Usage: Called at review start (init) and after each phase (track).
Behavior: Estimates token consumption per agent and phase. Triggers early stop when budget is exhausted. Enforces per-agent cap (150% of fair share).
discover-references.sh / discover_references.py¶
Module discovery across three layers (built-in, user, project). The logic lives in discover_references.py (standalone Python with argparse); discover-references.sh is a thin wrapper for backward compatibility.
What it does:
- Scans all three module directories
- Parses YAML frontmatter (name, version, specialist, source_url)
- Filters by active specialist
- Deduplicates (project > user > built-in)
- Checks staleness (modified date)
- Estimates token count
- Finding-aware truncation:
--finding-categoriesprioritizes modules matching actual finding categories when budget truncation is needed
update-references.sh¶
Fetches remote modules by source_url and interactively applies updates.
manage-cache.sh / manage_cache.py¶
Cache lifecycle management. The logic lives in manage_cache.py (standalone Python with argparse); manage-cache.sh is a thin wrapper for backward compatibility.
Subcommands: init, populate, validate, cleanup, navigation
Security: Validates all cache paths (no symlinks, no path traversal). Second PID check before rm -rf during cleanup.
profile-config.sh¶
Reads profile configuration from config.yml.
Output: Agent list, template paths, settings for the active profile.
fetch-context.sh¶
Generic context fetcher for --context flag.
Input: Label and source (git URL, local dir, file).

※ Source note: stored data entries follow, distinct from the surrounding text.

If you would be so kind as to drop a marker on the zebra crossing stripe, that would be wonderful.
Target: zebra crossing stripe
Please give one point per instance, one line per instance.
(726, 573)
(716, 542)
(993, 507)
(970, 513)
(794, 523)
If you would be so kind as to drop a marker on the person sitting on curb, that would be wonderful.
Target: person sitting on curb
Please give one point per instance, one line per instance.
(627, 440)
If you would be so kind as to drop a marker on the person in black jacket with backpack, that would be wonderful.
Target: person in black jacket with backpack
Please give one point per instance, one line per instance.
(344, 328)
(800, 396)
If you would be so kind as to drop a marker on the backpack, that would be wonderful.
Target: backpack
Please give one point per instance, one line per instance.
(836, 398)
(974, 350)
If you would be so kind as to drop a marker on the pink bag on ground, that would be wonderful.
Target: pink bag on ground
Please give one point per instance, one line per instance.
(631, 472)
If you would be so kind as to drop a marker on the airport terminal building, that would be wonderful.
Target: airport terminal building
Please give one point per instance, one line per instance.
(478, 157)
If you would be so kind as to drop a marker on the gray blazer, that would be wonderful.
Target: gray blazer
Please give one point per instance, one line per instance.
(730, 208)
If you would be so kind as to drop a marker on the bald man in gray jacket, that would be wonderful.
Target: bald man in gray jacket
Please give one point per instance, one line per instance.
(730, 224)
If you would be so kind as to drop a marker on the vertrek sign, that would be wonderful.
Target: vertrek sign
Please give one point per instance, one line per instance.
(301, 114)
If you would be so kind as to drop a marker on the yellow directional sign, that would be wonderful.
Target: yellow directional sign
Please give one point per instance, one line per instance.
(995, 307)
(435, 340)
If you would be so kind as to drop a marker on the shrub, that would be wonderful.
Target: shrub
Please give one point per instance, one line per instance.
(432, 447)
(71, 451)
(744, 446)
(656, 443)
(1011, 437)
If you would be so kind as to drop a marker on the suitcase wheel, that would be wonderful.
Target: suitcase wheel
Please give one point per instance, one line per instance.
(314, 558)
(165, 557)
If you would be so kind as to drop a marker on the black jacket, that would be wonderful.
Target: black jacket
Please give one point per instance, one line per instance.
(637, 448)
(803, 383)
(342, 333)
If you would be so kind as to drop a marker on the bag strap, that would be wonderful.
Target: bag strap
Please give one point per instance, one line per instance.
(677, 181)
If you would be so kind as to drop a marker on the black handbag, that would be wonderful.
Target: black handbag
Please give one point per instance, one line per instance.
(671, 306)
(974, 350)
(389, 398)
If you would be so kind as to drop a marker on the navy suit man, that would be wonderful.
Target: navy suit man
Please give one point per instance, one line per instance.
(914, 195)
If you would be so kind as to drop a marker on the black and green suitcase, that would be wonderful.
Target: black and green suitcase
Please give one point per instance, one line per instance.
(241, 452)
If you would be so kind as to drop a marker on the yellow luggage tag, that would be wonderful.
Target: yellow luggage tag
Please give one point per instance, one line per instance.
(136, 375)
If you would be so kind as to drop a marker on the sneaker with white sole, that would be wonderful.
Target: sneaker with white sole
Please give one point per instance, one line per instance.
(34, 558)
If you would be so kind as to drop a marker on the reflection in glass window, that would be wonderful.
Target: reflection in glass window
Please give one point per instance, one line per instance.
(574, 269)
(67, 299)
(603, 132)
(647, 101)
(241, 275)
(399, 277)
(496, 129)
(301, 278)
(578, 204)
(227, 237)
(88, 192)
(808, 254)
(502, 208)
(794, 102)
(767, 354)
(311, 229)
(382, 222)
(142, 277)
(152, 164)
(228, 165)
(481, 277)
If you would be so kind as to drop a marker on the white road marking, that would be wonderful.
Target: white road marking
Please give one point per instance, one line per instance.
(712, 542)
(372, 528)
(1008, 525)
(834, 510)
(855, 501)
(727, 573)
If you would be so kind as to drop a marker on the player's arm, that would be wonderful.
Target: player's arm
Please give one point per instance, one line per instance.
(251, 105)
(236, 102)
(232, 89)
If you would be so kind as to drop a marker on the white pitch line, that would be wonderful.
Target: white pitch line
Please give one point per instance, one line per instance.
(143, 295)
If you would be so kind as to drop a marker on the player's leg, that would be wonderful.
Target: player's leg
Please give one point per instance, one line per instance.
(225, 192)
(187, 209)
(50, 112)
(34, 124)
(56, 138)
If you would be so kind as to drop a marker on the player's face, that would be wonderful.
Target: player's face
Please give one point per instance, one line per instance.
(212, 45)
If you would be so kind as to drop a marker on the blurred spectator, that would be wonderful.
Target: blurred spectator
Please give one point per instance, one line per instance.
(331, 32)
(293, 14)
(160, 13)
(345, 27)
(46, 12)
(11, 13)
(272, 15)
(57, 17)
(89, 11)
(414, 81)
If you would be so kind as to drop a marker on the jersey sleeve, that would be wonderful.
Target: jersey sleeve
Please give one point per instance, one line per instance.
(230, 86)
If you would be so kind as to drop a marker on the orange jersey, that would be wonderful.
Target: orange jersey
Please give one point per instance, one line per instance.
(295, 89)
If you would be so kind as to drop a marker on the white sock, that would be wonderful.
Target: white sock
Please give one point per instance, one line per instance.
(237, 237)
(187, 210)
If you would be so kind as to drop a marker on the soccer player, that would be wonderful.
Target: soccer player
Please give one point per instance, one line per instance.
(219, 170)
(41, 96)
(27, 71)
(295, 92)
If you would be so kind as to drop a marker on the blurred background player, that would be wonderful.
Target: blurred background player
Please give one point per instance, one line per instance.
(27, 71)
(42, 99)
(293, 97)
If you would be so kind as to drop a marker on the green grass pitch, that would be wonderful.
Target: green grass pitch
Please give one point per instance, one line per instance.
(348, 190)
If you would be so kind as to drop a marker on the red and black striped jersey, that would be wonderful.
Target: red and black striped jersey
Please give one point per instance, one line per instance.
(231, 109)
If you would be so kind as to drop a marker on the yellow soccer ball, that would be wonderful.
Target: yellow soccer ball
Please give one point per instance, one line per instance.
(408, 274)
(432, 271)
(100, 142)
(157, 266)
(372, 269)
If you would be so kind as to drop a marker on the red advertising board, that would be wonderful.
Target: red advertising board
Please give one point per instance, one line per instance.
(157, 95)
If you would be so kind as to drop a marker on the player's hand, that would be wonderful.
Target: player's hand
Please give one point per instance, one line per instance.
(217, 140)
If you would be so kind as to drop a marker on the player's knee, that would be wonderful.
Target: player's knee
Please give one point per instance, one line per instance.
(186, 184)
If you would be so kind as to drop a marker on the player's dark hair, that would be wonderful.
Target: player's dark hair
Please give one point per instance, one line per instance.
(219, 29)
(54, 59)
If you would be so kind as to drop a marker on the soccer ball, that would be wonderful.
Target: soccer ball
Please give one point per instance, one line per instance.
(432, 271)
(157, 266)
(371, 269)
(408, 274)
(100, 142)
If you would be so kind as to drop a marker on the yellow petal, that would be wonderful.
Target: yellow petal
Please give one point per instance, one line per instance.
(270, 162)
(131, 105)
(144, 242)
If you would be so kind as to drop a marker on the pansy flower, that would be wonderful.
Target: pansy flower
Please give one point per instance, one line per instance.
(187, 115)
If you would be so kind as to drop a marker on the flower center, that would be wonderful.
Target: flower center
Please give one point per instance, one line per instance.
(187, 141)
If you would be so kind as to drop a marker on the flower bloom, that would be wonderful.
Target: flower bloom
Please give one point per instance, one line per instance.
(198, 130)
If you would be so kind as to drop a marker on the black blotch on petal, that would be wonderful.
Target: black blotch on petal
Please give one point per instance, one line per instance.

Output: Fetched content in the cache directory, ready for injection.
_injection-check.sh¶
Shared injection detection logic, sourced by both validate-output.sh and validate-triage-output.sh.
Patterns detected: Embedded system prompts, role reassignment attempts, instruction overrides, delimiter manipulation.
Python utilities¶
extract-threat-surface.py¶
Deterministic keyword-based threat surface extraction for strategy documents. Identifies security-relevant terms and concepts without LLM involvement.
nfr-scan.py¶
Non-functional requirements checklist scanner with a severity decision tree. Checks strategy documents against a standard NFR checklist and assigns severity based on gap type.
findings-to-json.py¶
Converts structured finding text output to JSON for downstream processing.
generate-visuals.py¶
Generates review visualization charts (severity distribution, funnel, convergence, budget).
fingerprint_findings.py¶
Cross-run finding persistence via content-based fingerprinting.
Subcommands:
fingerprint <findings_json>: Compute stable SHA-256 fingerprints for findings based on specialist prefix, file, line bucket (nearest 5), title, and category. Tolerates small line shifts between runs.compare <current> <previous>: Classify findings as new, recurring, resolved, or regressed. Outputs JSON summary.history append <findings_json>: Append fingerprinted findings to.adversarial-review/findings-history.jsonl.history query <fingerprint>: Look up a finding's history (first seen, last seen, run count).history summary: Stats on unique findings, active count, resolved count, recurrence rate.
Activation: --persist flag.
normalize_findings.py¶
Output stability through finding normalization and cross-run comparison.
Subcommands:
normalize <findings_file>: Sort findings canonically (specialist, file, line), standardize formatting (severity/confidence casing, line range format, path normalization).diff <file_a> <file_b>: Compare normalized finding sets and compute stability metrics (overall stability score, per-field stability for severity/confidence/evidence/title).canonical-order <findings_json>: Output findings JSON in deterministic order.
Activation: --normalize flag.
prompt_version.py¶
Prompt versioning system for tracking which agent prompt version produced which findings.
Subcommands:
compute <file_or_dir>: Compute content-based SHA-256 hashes for agent prompt files (excluding frontmatter).verify <prompt_file>: Check if frontmatter content_hash matches actual content.stamp <prompt_file>: Add or update version frontmatter (version, content_hash, last_modified).manifest <dir>: Generate version manifest for all agent prompts in a profile directory.